Propofol in a Cardiac Setting: Recent Findings in Clinical Applicability and Protective Mechanisms

Researchers: Nizam Ali Karim B.S. Justin Viet Quang Le B.S.A. Zahir Malik Amin B.S. Harmandeep Singh B.S. Winston Tawiah B.S. The University of Texas Medical Branch (UTMB) John Sealy School of Medicine, Galveston, TX

Background: Propofol is a widely used intravenous anesthetic agent known for its rapid onset and short duration of action. Beyond its primary anesthetic role, propofol has been found to possess cardioprotective properties. This study aims to investigate the mechanisms underlying these cardioprotective effects and evaluate their clinical applicability in cardiac medicine.

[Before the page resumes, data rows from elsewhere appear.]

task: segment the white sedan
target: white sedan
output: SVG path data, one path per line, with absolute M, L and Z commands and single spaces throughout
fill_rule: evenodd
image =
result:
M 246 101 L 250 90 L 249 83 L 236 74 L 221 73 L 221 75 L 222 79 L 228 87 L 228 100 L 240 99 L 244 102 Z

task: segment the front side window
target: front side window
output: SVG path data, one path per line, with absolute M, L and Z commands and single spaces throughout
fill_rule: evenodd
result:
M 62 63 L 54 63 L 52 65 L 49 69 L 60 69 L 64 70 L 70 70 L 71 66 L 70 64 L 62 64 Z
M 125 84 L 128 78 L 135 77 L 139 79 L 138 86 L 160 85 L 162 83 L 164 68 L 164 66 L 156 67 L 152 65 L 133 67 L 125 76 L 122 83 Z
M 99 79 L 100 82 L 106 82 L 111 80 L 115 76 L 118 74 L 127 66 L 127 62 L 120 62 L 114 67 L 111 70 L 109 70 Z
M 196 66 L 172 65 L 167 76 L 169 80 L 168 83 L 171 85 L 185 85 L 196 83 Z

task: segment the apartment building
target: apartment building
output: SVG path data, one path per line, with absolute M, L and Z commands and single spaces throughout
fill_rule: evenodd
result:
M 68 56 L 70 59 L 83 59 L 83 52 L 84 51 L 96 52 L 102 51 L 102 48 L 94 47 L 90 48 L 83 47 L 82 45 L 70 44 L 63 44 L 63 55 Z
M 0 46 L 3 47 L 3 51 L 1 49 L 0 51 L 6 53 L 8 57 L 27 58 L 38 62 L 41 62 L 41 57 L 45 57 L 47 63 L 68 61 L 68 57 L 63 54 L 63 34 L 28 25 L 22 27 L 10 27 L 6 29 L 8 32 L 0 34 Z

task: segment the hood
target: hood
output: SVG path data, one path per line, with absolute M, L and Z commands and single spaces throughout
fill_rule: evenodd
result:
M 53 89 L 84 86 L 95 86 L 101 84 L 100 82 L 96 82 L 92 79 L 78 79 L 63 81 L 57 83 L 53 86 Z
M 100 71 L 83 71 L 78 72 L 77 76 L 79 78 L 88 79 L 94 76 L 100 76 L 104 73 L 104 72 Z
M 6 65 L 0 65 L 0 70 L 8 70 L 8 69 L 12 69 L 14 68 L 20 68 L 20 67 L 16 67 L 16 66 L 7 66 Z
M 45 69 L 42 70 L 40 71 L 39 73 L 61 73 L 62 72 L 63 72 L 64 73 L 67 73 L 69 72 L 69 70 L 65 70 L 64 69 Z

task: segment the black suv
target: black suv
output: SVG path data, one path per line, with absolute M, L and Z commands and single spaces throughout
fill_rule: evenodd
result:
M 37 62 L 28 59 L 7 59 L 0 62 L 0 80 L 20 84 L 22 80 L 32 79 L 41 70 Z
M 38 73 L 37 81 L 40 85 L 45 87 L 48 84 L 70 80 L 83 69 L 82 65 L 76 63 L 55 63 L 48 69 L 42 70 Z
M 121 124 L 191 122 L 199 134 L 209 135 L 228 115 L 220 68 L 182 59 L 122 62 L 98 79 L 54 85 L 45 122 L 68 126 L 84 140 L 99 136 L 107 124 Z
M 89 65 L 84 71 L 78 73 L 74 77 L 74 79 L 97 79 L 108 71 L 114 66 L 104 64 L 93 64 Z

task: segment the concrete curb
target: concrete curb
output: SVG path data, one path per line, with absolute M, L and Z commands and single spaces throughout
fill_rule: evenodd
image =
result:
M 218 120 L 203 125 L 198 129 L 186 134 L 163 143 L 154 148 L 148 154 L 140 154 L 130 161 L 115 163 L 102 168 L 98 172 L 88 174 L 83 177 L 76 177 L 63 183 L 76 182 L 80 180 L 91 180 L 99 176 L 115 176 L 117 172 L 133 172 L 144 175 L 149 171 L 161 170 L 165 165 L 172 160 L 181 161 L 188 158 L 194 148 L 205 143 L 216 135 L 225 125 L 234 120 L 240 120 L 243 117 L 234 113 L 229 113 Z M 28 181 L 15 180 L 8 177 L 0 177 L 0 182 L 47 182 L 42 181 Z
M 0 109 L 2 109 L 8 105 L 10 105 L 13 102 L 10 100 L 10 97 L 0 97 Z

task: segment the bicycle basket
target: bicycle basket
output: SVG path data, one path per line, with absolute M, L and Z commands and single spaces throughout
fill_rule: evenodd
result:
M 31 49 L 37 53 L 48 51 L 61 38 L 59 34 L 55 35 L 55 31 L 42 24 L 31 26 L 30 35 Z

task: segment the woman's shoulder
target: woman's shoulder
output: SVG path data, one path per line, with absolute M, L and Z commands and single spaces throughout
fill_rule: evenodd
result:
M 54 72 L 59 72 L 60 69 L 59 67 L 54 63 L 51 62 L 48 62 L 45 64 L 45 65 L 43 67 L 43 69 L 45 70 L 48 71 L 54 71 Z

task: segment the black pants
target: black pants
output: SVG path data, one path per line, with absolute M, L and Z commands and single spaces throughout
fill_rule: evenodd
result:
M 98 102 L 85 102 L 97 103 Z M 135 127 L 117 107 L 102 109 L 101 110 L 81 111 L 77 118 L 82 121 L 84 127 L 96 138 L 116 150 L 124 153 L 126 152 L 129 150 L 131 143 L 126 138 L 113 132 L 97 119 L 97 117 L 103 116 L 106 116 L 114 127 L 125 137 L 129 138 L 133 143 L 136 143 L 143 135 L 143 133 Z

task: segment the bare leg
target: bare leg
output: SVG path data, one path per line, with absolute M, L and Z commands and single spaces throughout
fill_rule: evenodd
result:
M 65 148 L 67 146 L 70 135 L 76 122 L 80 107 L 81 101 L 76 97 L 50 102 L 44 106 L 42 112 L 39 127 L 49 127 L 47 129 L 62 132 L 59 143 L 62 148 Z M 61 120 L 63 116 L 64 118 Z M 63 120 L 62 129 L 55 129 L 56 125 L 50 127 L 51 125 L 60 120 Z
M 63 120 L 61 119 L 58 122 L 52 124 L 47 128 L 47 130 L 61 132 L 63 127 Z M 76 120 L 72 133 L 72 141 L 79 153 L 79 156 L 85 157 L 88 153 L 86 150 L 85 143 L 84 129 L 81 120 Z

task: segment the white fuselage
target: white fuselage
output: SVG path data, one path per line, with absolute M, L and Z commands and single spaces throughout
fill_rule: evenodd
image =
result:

Methods: A systematic review was conducted using PubMed to ascertain published studies in the English language over the period of 2021-2024 using the appropriate search terms. The primary papers of interest were those that examined the cardioprotective effect of the intravenous anesthetic propofol. The search criteria yielded a total of 26 articles, which were then examined by three researchers for inclusion in the study. A total of 15 articles met the inclusion criteria and were included.

Results: The systematic review evaluated the cardioprotective effects of propofol in various preclinical and clinical settings. The studies reviewed included experiments on H9c2 rat-derived cardiac cells subjected to hypoxia/reoxygenation conditions, animal models of myocardial ischemia/reperfusion (I/R) injury, and clinical trials involving cardiac surgery patients. Propofol postconditioning (P-PostC) significantly reduced hypoxia/reoxygenation-induced apoptosis and autophagy in H9c2 cells. This effect was mediated by the upregulation of forkhead transcription factors FoxO1 and FoxO3a. Silencing these transcription factors reversed the cardioprotective effects, indicating their critical role in propofol's mechanism. Additionally, propofol alleviated oxidative stress, as evidenced by decreased reactive oxygen species (ROS) levels. In rat models, propofol pretreatment reduced myocardial infarct size, improved cardiac function, and decreased markers of myocardial injury such as lactate dehydrogenase (LDH) and creatine kinase (CK). Propofol also inhibited mast cell degranulation by reducing calcium influx through store-operated Ca2+ channels (SOCs) and activated the PI3K/AKT/Bcl-2 pathway, enhancing cell survival. Furthermore, in patients undergoing off-pump coronary artery bypass grafting (OPCABG), both volatile anesthetics and propofol demonstrated cardioprotective effects. However, volatile anesthetics slightly outperformed propofol in reducing myocardial injury markers such as troponin. Despite this, no significant difference in overall mortality or major morbidity was observed between these anesthetics.

Conclusion: Propofol exhibits significant cardioprotective effects through multiple mechanisms, including modulation of molecular pathways, inhibition of mast cell degranulation, activation of survival pathways, antioxidant activity, modulation of calcium homeostasis, and reduction of ischemia-reperfusion injury. Utilizing these effects, propofol can improve the quality of care in patients with cardiovascular conditions. Although its benefits in cardiac surgery are well-documented, further clinical research is warranted to optimize its use in non-surgical cardiac interventions.